SpringCrkAromas said:


> Ohio and 860000.00 I'm out. Nice looking place though.


That brings up a good point....I've been planning ahead about how long I can resonabley expect to live on my property. I built it myself 5 yrs ago, but now in my 70s, I couldn't repeat that. The driveway is long & steep & gravel-- kind of a PITA to keep cleared in the winter. Procurring & burning firewood requires a bit of activity difficult for the elderly or crippled.

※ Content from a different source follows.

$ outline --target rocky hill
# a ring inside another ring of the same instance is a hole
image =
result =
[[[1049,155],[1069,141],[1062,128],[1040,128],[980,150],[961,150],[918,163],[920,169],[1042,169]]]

40 ac of pasture & woods situated straddling a valley, it has a beautiful panorama....But it's valued at ~$500,000-- How many buyers interested in living a homestead-type lifestyle can afford that?


----------



## Pony (Jan 6, 2003)

doc- said:


> That brings up a good point....I've been planning ahead about how long I can resonabley expect to live on my property. I built it myself 5 yrs ago, but now in my 70s, I couldn't repeat that. The driveway is long & steep & gravel-- kind of a PITA to keep cleared in the winter. Procurring & burning firewood requires a bit of activity difficult for the elderly or crippled.
> 
> 40 ac of pasture & woods situated straddling a valley, it has a beautiful panorama....But it's valued at ~$500,000-- How many buyers interested in living a homestead-type lifestyle can afford that?


Around here, a lot of refugees from Kalifornia are paying that kind of money.


----------



## 67drake (May 6, 2020)

Pony said:


> Around here, a lot of refugees from Kalifornia are paying that kind of money.


We don’t want them here.


----------



## Danaus29 (Sep 12, 2005)

That area is funny when it comes to farmland prices. I saw a little piece, abt 20 acres, sell for over $300,000. No house, no well, no septic. Tillable land there has been stupid expensive for years. Most houses in that area are not that big or fancy. The price of the outbuildings plays into the price too. A nice workshop can easily be worth more than the house.

It has only 2 bedrooms according to the auditor.


----------



## Pony (Jan 6, 2003)

67drake said:


> We don’t want them here.


<shrug> 

If you make sure they know the ins and outs of the area, set a good example by being a good neighbor, and make sure they know that they're refugees (not missionaries), it can work out just fine.

Most of them are good folk, and really don't want to Kalifornicate the area.


----------